New Mexico’s Department of Health said a $500,000 budget will pay for the training needed for certification under the new law, and that the increase in community health workers will help address the health care worker shortage that exists for a third of the state’s population.

A pilot program to test the efficacy of Medicaid payments for promotoras nine years ago showed significant cost-savings.  The results were documented in a 2011 UNM study that found patients who worked with community health care workers went to the emergency room less often and were admitted to the hospital less frequently than a control group.  Researchers said that saved the healthcare system $2 million and, that once a promotora stepped in, people with diseases like diabetes started to manage their own conditions more effectively.

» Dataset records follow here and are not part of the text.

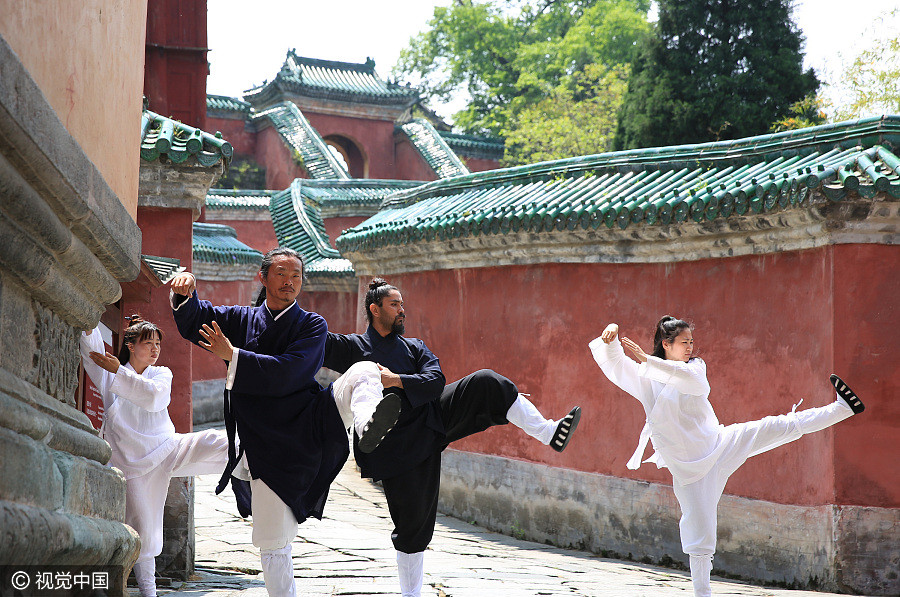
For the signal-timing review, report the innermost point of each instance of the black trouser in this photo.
(468, 406)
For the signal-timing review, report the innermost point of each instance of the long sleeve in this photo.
(688, 378)
(94, 343)
(152, 394)
(190, 314)
(285, 373)
(620, 369)
(427, 384)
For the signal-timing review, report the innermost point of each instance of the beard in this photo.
(397, 327)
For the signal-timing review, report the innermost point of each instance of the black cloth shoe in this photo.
(383, 420)
(847, 394)
(565, 429)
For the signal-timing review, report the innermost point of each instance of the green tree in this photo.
(714, 69)
(870, 85)
(802, 114)
(561, 126)
(508, 55)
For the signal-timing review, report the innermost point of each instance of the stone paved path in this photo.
(349, 553)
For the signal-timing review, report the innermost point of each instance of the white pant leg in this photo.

Bonnie Jo Skinner said she has used Beronice’s advice on diet, exercise, and testing to control her diabetes.

“I did my blood sugar in front of her so she knows I’m doing it right,” Bonnie Jo smiled.

On the drive back to the clinic, Beronice spotted a nesting falcon atop a telephone pole that she often sees when while visiting patients along the state’s rural highways. She took a moment to reflect on whether she's made a difference in people's lives.

"I think I have, and I enjoy what I do," she said. But as to when she may retire?  "When they tell me ‘you’re to leave,’ or I can no longer move!” At age 68, Beronice said she looks forward to receiving her certification, and continuing on the road to better health for her northern New Mexico community.